The centerpiece of the economics senior experience is undoubtedly the senior thesis. If you are to succeed in this endeavor, you will need to develop certain values, knowledge and skills.
Those who manage to make sense of ill-structured problems have what we like to call Adaptive Persistence: “being able to overcome miscalculation and mistakes and take advantage of serendipitous events outside of one’s field of vision” (Lilly, Redington and Tiemann 1999).
People who possess adaptive persistence are:
- Open-minded (willing to look at the problem from different viewpoints)
- Curious (questioning, seeking answers)
- Intellectually honest and brave (confident to take a stand when the evidence is present or change a position when the evidence is not)
Those who are able to successfully tackle ill-structured problems:
- Display an integrated understanding of economics
- Use that knowledge to create new knowledge
The ultimate goal of a capstone course is for you to pull everything you have learned in your economics classes into a year-long project. This project will seek to address a complex economic problem that could not otherwise be properly approached. If anyone could do it, an economics major would be meaningless. If we wanted you to do just another term paper, we’d just make you take another upper-level course in another subject. But, that’s not the idea. The point is for you to tackle a problem that is beyond the scope of any other economics course topic. It also means that the solution to your problem is not something that you can find in a textbook, or even in a series of other people’s research. We do not want you to simply replicate or summarize what others have done on the topic (though that is a first step in this learning process). We are looking for you to create new knowledge. Of course, this endeavor is not properly done in a vacuum. As a society, we learn from the previous work of others, and extend the knowledge base from there. That is why it is important that you begin with a solid understanding of the field of economics. That is the knowledge that has been passed down to you. You are to take it from there!
Finally, the vital skills that people who are successful at solving ill-structured problems include:
- Critical Thinking – the ability to identify key aspects of an issue and reach a conclusion using appropriate methods and standards of evaluation Thoma (JEE 1993). They are able to (Ennis, 1987):
- Focus, identify and formulate the question
- Identify and formulate appropriate criteria for evaluation
- Analyze arguments (identify assumptions, structure and conclusions)
- Judge the credibility and appropriateness of sources, literature
- Use both inductive (data) and deductive reasoning (theory)
- Draw appropriate inferences
- The ability to communicate their argument effectively both orally and in their writing.

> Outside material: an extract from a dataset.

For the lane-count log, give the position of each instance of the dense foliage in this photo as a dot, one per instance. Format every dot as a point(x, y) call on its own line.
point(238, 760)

There is an inherent relationship among all of these. The ability to think critically can be displayed in effective reading, writing and speaking. As we practice these skills we are using and honing our ability to reason. Improving our writing is the single most effective way to improve our capacity to reason. It allows time for us to thoroughly consider our problem and carefully construct our argument.
Finally, all of this requires that you read carefully and critically. As you have probably seen already in your upper-level classes, reading is difficult. It is both hard and important for us to be able to pull out important information from an article, book, etc. How many times have you heard someone else talking about a book, movie or news article and thought to yourself, “How did they get so much out of that? I didn’t see that.” It takes practice.